Lifecycle Management in Azure Blob

Learn via video courses
Topics Covered

Overview

Among the various storage options in cloud computing, managing data efficiently is a major concern. Azure Blob Storage provides a reliable and cost-effective solution for storing various types of unstructured data.

However, as data accumulates, it becomes crucial to implement effective management strategies. The Lifecycle Management in Azure Blob feature allows users to automate the process of data management.

What is Lifecycle Management in Azure Blob?

Lifecycle Management in Azure Blob is a feature that enables users to define rules and policies for the automated management of their data stored in Blob Storage. This feature uses access tiers of blob storage to optimize storage costs, improve data accessibility, and ensure compliance with data retention policies.

There are different access tiers in Azure Blob Storage:

  1. Hot Access Tier:
    Designed for data that are frequently accessed or modified with low-latency access and higher cost.
  2. Cool Access Tier:
    Suitable for less frequently accessed data which still requires quick retrieval. It has lower storage costs compared to the Hot tier.
  3. Archive Access Tier:
    Used for data that is rarely accessed.
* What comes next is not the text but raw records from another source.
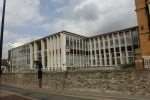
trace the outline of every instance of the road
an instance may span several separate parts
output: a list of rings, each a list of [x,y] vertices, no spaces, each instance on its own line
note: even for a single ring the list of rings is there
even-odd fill
[[[99,95],[79,96],[54,94],[42,91],[33,91],[22,88],[17,88],[9,85],[0,85],[0,100],[150,100],[141,98],[122,98],[117,96]]]

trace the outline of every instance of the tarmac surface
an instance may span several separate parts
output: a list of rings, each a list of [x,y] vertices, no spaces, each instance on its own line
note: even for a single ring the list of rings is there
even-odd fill
[[[52,93],[46,90],[29,90],[10,85],[0,85],[0,100],[150,100],[149,97],[130,97],[108,94]]]

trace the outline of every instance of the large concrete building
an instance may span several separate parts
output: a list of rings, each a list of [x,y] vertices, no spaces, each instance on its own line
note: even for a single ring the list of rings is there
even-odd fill
[[[138,27],[85,37],[61,31],[9,50],[12,72],[34,70],[40,60],[43,69],[67,67],[116,67],[132,64],[139,48]]]
[[[150,68],[150,0],[135,0],[135,4],[140,40],[136,65],[138,69]]]

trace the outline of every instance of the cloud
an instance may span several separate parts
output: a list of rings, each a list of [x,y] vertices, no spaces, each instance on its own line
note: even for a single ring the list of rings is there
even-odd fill
[[[89,36],[135,25],[134,0],[7,0],[4,49],[44,33],[67,30]]]
[[[94,35],[137,25],[134,0],[71,1],[58,8],[62,16],[54,22],[53,29]]]
[[[2,0],[0,0],[2,2]],[[39,23],[44,20],[40,15],[40,0],[7,0],[6,24],[10,27]]]

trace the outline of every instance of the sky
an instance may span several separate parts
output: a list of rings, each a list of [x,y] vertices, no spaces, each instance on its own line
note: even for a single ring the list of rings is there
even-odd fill
[[[134,0],[7,0],[3,58],[11,48],[62,30],[92,36],[136,25]]]

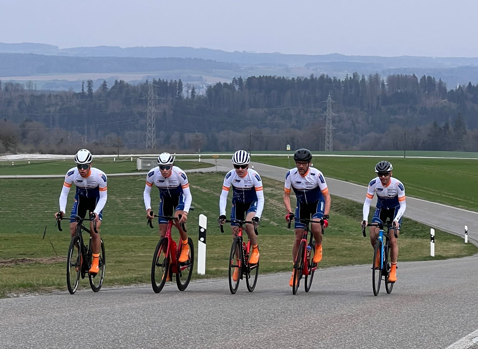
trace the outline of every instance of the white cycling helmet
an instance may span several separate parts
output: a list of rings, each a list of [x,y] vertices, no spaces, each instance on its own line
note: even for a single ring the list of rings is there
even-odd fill
[[[169,153],[162,153],[158,156],[158,165],[172,165],[174,159]]]
[[[232,164],[235,165],[247,165],[250,161],[250,157],[245,150],[238,150],[232,155]]]
[[[92,160],[93,156],[88,149],[80,149],[75,155],[75,162],[80,165],[89,164]]]

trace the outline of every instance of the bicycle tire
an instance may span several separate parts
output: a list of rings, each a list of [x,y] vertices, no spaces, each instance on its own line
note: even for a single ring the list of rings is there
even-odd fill
[[[247,275],[246,276],[246,286],[247,286],[247,290],[251,292],[256,288],[256,285],[257,284],[257,277],[259,274],[259,261],[257,261],[256,264],[253,264],[252,266],[248,263],[247,266]]]
[[[177,262],[178,273],[176,274],[176,283],[180,291],[184,291],[189,284],[194,268],[194,245],[190,237],[187,238],[187,244],[189,245],[189,257],[187,260],[183,263]],[[186,267],[181,270],[184,267]]]
[[[168,255],[168,239],[163,237],[156,245],[151,266],[151,286],[153,291],[159,293],[164,287],[169,273],[170,261]],[[168,257],[166,257],[166,256]],[[156,273],[158,272],[158,276]],[[158,284],[156,280],[160,281]]]
[[[305,276],[304,283],[304,287],[306,292],[310,290],[310,287],[312,285],[312,279],[314,278],[314,273],[315,272],[315,270],[312,269],[314,264],[312,261],[314,259],[314,255],[315,253],[315,242],[314,241],[312,244],[309,244],[308,246],[311,247],[310,256],[309,257],[309,260],[307,261],[308,273]]]
[[[239,287],[239,282],[242,274],[242,266],[244,262],[244,258],[242,257],[242,244],[240,239],[236,237],[232,242],[232,245],[231,246],[231,253],[229,255],[229,289],[232,294],[234,294],[238,290]],[[234,261],[236,261],[235,264]],[[239,266],[239,262],[240,262],[240,266]],[[233,277],[234,271],[238,270],[238,279],[234,281]]]
[[[387,240],[386,243],[385,244],[385,260],[384,262],[384,266],[385,266],[386,268],[385,270],[385,290],[387,291],[388,294],[390,294],[391,293],[391,290],[393,289],[393,285],[395,284],[394,282],[389,282],[388,280],[388,276],[390,272],[390,268],[391,266],[390,265],[390,262],[389,262],[389,259],[390,259],[390,241]]]
[[[90,236],[88,250],[90,251],[90,255],[92,253],[91,240],[91,236]],[[88,274],[88,279],[89,281],[90,287],[94,292],[97,292],[101,289],[101,286],[103,286],[103,281],[105,277],[105,264],[106,261],[105,245],[103,243],[103,239],[100,238],[100,240],[101,241],[101,249],[99,253],[99,260],[98,261],[98,267],[99,267],[99,272],[96,274],[96,275],[92,275],[89,273]],[[91,263],[92,259],[92,256],[90,256],[90,263]]]
[[[304,270],[304,256],[305,253],[305,242],[303,240],[299,245],[299,249],[295,256],[294,262],[294,278],[292,282],[292,294],[297,293],[302,277],[302,270]]]
[[[75,235],[71,239],[70,246],[68,249],[68,257],[66,257],[66,286],[70,294],[74,294],[78,288],[80,281],[80,272],[81,266],[80,257],[81,254],[80,246],[83,243],[81,239],[77,235]]]
[[[377,296],[380,291],[380,284],[382,281],[382,269],[380,266],[375,267],[375,260],[377,254],[381,253],[382,243],[380,240],[377,240],[375,243],[375,248],[373,250],[373,260],[372,262],[372,286],[373,288],[374,296]]]

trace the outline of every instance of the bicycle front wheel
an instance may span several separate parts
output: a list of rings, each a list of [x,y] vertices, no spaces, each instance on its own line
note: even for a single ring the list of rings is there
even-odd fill
[[[310,290],[310,287],[312,285],[312,279],[314,278],[314,272],[315,271],[312,268],[314,260],[314,255],[315,253],[315,242],[314,241],[312,244],[309,244],[308,247],[310,247],[309,256],[307,261],[308,269],[307,275],[305,276],[305,280],[304,282],[304,287],[305,288],[305,292],[308,292]]]
[[[380,290],[380,284],[382,281],[382,268],[379,265],[375,267],[375,261],[377,260],[377,256],[379,256],[379,260],[381,259],[382,243],[380,240],[377,240],[375,243],[375,248],[373,251],[373,261],[372,262],[372,285],[373,287],[373,295],[377,296]]]
[[[242,249],[240,239],[236,238],[232,242],[229,255],[229,289],[233,295],[238,290],[242,273]]]
[[[151,285],[156,293],[160,292],[164,287],[169,273],[169,265],[168,239],[163,237],[156,246],[151,266]]]
[[[101,249],[99,252],[99,260],[98,261],[98,267],[99,267],[99,272],[96,275],[92,275],[88,274],[88,278],[90,282],[90,286],[93,292],[97,292],[99,291],[100,288],[103,285],[103,279],[105,277],[105,245],[103,243],[103,239],[101,240]],[[91,236],[90,236],[89,250],[91,250]],[[93,260],[92,256],[91,260],[90,260],[90,265]]]
[[[189,284],[194,267],[194,245],[190,237],[187,238],[189,245],[189,257],[184,263],[178,262],[178,273],[176,274],[176,283],[180,291],[184,291]]]
[[[292,294],[295,295],[299,289],[299,284],[302,277],[302,270],[304,270],[304,258],[305,253],[305,242],[302,241],[299,245],[297,254],[294,262],[294,279],[292,283]]]
[[[80,246],[81,239],[75,235],[71,239],[68,250],[66,258],[66,286],[68,291],[73,294],[78,288],[80,280],[80,271],[81,269],[81,252]]]

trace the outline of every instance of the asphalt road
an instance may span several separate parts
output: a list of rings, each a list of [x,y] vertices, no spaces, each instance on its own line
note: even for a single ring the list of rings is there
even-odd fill
[[[223,161],[218,169],[230,168]],[[283,169],[254,165],[283,178]],[[327,181],[332,194],[362,202],[365,187]],[[469,220],[476,236],[476,213],[407,202],[407,216],[457,234]],[[377,297],[369,266],[318,269],[310,292],[301,285],[295,296],[288,273],[260,277],[252,293],[243,281],[234,295],[226,279],[159,294],[150,286],[95,294],[83,280],[74,296],[0,299],[0,348],[444,348],[478,327],[477,262],[400,263],[392,294],[382,285]]]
It offers the lowest storage costs but comes with a retrieval time measured in hours.

Here are some key capabilities of Lifecycle Management:

  • Immediate Transition:
    You can instantly move blobs from cool or cold storage tiers to the hot tier as soon as they're accessed.
  • Tier Transition based on Access:
    Current versions, previous versions, or snapshots of a blob can be moved to a cooler storage tier if they haven't been accessed or modified for a specific period.
  • Automated Deletion:
    Lifecycle Management allows for the automatic deletion of blobs, whether they are current versions, previous versions, or snapshots, once they reach the end of their lifecycles.
  • Scheduled Rule Execution:
    Rules can be defined at the storage account level to run once per day. This ensures that data management processes are consistently applied.
  • Granular Application of Rules:
    Rules can be applied at both the container level and to specific subsets of blobs. This can be based on name prefixes or blob index tags, offering fine-grained control over the application of policies.

Example:

Consider a scenario where a company stores a large amount of historical data in Azure Blob Storage. This data is rarely accessed but needs to be retained for a certain period due to compliance reasons.

With Lifecycle Management, the company can set up a rule that automatically moves this data to a coole tire tier after a predefined time, followed by archive tire and eventually deleting the data. This optimization significantly reduces storage costs without compromising compliance requirements.

lifecycle management in azure blob

Lifecycle Policy Definition

A lifecycle policy in Azure Blob Storage consists of a set of rules and actions that dictate how objects within a container are managed over time. These policies are defined at the container level and are applied to all objects within that container.

A lifecycle management policy can be represented using a JSON document, which has the criteria and actions governing the management of data within Azure Blob Storage. Below is a sample JSON illustrating a complete rule definition:

Within a lifecycle management policy, there exists a collection of rules. A minimum of one rule is mandatory within a policy, while you can define up to a maximum of 100 rules.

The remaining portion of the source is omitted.